If the Trump administration does take notice of the West Bank, experts say it will not be because of American citizens under attack there or the Palestinians, but oil-rich Gulf states.
Analysts and US officials say the Trump administration is still deeply committed to expanding the Abraham Accords - the 2020 agreements Trump brokered through which the UAE, Morocco and Bahrain normalised ties with Israel.
Trump asked Saudi Arabia in public to join the accords, but Riyadh launched a stiff diplomatic effort to prevent any serious discussions of the deal. Crown Prince Mohammed bin Salman says that he will not normalise until Israel ends its genocide in Gaza and there is a viable pathway to a Palestinian state.
“If the aim is to see an expansion of the Abraham Accords at some point, annexation will rule that out,” Dennis Ross, who served as a senior official on the Middle East for Democratic and Republican administrations, told MEE.
The UAE - Israel’s closest Arab partner - warned earlier this month that annexation of the West Bank would be a “red line” for the Abraham Accords.
But in practice, experts briefed by Emirati officials say Abu Dhabi left itself broad leeway to maintain ties.
Miller, now an expert at the Carnegie Endowment for International Peace, said Trump’s son-in-law, Jared Kushner and the UAE had used the “guise of annexation” to seal the Abraham Accords.
The UAE, at the time, said it had normalised ties with Israel to prevent annexation, but the UAE’s powerful ambassador to the US, Yosef Otaiba, walked back that commitment just before 7 October 2023.
'Wide latitude'
In Gaza, where Israel is pressing ahead with a devastating assault on Gaza City, and the occupied West Bank, Miller said Trump “has given the Israelis the time and space to control the tactics and strategy”.
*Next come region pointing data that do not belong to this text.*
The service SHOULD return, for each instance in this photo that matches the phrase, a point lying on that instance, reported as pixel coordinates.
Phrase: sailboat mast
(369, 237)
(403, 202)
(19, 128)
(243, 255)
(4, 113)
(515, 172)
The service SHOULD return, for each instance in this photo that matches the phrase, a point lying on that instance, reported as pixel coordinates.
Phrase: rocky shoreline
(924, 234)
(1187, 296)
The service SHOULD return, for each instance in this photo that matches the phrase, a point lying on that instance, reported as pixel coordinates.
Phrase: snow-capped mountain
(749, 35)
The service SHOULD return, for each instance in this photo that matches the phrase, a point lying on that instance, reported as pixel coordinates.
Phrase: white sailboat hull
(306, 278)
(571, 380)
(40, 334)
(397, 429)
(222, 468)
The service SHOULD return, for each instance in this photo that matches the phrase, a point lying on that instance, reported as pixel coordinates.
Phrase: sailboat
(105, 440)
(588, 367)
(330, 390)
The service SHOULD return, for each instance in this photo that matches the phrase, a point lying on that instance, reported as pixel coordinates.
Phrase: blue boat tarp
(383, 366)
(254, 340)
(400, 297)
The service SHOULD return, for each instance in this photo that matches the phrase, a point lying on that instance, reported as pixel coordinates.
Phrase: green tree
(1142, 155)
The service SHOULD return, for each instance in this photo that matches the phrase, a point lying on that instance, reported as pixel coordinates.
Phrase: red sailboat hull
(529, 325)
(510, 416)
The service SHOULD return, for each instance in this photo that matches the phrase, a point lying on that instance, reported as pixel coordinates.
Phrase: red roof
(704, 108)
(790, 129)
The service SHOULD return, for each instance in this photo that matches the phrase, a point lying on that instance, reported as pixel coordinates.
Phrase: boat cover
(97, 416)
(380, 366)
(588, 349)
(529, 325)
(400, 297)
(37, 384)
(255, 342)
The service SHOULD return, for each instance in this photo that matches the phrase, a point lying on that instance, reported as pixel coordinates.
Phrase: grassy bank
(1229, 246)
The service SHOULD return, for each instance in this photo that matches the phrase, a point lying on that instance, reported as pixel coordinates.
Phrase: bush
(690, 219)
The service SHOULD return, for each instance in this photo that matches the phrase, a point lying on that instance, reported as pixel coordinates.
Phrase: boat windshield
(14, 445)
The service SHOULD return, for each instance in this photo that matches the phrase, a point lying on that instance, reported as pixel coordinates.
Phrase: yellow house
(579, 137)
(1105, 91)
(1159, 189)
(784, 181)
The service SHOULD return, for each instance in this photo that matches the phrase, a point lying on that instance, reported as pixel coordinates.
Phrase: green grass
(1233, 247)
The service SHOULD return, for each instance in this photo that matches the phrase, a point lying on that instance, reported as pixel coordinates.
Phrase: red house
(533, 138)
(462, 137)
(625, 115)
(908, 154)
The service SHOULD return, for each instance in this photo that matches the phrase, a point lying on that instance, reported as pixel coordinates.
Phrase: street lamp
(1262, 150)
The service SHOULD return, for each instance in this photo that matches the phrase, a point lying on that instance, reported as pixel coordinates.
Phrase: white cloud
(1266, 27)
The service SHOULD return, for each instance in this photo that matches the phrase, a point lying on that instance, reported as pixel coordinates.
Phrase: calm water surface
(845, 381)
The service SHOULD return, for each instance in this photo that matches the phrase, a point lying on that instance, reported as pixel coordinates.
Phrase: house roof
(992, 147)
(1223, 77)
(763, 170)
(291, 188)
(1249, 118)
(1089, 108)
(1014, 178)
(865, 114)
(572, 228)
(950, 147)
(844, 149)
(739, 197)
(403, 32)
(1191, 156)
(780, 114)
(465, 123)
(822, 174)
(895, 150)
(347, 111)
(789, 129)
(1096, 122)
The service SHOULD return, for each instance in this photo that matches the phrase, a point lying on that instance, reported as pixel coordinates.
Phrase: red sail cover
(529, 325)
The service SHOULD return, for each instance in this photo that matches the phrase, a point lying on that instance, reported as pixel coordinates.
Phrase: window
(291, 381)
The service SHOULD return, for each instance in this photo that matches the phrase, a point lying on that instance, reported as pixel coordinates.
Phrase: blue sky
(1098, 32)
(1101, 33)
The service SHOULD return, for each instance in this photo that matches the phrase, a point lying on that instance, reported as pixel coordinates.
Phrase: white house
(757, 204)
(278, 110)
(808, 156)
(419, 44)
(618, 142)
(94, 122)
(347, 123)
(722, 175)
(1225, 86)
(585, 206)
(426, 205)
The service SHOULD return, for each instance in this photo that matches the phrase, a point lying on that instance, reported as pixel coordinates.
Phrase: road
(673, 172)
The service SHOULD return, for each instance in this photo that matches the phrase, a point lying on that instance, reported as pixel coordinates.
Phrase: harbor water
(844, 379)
Some Arab and US officials tracking Israel’s threat to annex the occupied West Bank say that because Trump has lifted all barriers, it might be in Israel’s interest to just continue with a rapid expansion of settlements and not provoke more controversy by officially annexing the territory. That could suit Trump well, as he looks to salvage ties with the Gulf in the wake of Israel’s unprecedented attack on Hamas in Qatar last week.
“If we were on the cusp of a big Israeli annexation with US support, you’d hear more from the Jordanians. They would start bringing up passports,” one Arab official told MEE. The Hashemite Monarchy has long feared Israel could expel Palestinians in the occupied West Bank to their impoverished kingdom, where Palestinians are already a majority.
So the de facto annexation moves ahead with Trump’s acquiescence. Last week, Netanyahu approved the sweeping E1 plan, which will allow for a massive expansion of settlements through the heart of the occupied West Bank.
The expansion will isolate occupied East Jerusalem and cut off Bethlehem and Ramallah in the West Bank from one another, fragmenting and separating Palestinian cities into what have been compared to “bantustans”, the Black-only ghettos in apartheid South Africa.
Elgindy said even the oil-rich Gulf may not rattle the administration into action. “The US greenlit an Israeli attack on one of its closest Arab allies,” he said, referring to Qatar.
“The Trump administration’s assessment of damaging US relations with the Arab world is not the same as most people. They afford Israel very wide latitude.”